Eight-year-old Sadie was attracted to skincare products after watching influencers on TikTok. She was particularly drawn to a product from Bubble and the US brand Drunk Elephant due to their appealing packaging. However, many of Drunk Elephant’s best-selling products, priced around £60, contain potentially harmful ingredients like alpha and beta hydroxy acids and retinol.
BBC News has received several messages from concerned parents about their children’s interest in skincare and the influence of social media. Drunk Elephant’s founder, Tiffany Masterson, has had to warn children and tweens on social media to avoid their more potent products containing acids and retinols as their skin does not need these ingredients yet.
Sadie’s mother, Lucy, had to stop her daughter from using these products when they caused her skin to become itchy and red. Despite Lucy’s efforts to educate Sadie about appropriate skincare, the influence of social media influencers proved stronger. Lucy feels that her daughter’s childhood is being compromised by this early introduction to skincare.

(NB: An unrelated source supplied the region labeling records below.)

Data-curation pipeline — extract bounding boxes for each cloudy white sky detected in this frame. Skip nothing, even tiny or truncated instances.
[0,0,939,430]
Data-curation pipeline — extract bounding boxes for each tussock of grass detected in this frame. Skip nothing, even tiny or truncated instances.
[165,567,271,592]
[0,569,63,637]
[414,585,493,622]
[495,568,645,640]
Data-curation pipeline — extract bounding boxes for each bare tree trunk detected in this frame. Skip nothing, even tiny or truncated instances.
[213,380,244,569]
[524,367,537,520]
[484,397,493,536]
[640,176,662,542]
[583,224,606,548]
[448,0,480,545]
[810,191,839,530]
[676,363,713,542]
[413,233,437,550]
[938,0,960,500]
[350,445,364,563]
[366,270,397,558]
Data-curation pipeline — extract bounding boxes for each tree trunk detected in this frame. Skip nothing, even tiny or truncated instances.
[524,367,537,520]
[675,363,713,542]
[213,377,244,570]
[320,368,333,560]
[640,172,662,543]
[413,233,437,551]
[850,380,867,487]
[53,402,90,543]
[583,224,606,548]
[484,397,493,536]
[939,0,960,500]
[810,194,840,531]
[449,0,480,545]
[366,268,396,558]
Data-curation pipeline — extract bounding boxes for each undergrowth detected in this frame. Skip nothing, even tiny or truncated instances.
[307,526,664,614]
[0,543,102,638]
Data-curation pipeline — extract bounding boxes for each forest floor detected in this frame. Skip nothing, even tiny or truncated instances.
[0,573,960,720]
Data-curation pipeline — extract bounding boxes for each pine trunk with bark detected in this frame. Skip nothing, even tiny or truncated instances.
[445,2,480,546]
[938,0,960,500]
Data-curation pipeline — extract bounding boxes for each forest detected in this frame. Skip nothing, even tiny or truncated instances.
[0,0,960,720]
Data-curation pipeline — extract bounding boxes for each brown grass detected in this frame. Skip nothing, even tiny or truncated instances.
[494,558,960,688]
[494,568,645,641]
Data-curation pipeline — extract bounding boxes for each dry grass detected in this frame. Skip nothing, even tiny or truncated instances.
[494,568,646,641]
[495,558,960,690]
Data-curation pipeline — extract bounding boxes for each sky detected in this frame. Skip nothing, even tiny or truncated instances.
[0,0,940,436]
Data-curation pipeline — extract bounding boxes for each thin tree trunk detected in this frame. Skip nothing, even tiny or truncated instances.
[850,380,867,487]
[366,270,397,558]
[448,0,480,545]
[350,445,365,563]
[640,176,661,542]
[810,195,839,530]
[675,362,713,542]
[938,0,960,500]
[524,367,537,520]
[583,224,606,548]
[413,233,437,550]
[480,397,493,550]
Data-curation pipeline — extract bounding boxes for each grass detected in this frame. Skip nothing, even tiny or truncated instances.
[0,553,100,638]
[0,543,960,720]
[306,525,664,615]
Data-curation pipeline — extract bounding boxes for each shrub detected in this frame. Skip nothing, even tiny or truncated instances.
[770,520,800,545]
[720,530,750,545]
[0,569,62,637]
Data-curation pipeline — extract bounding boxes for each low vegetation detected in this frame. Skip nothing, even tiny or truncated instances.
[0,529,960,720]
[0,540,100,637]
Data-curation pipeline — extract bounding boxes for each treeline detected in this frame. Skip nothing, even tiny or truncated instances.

Paediatric dermatologist Dr Tess McPherson emphasises the importance of providing children with accurate information about skincare. She warns that many of these products are anti-ageing and not suitable for children. They can cause skin irritation and potentially significant problems for children with eczema or sensitive skin.
Dr McPherson advises parents to consult a doctor or dermatologist for effective treatments instead of spending money on expensive products. She also criticises the attractive packaging of these products, which she believes exploits children’s vulnerabilities. Currently, there are no age restrictions on purchasing these items in stores or online.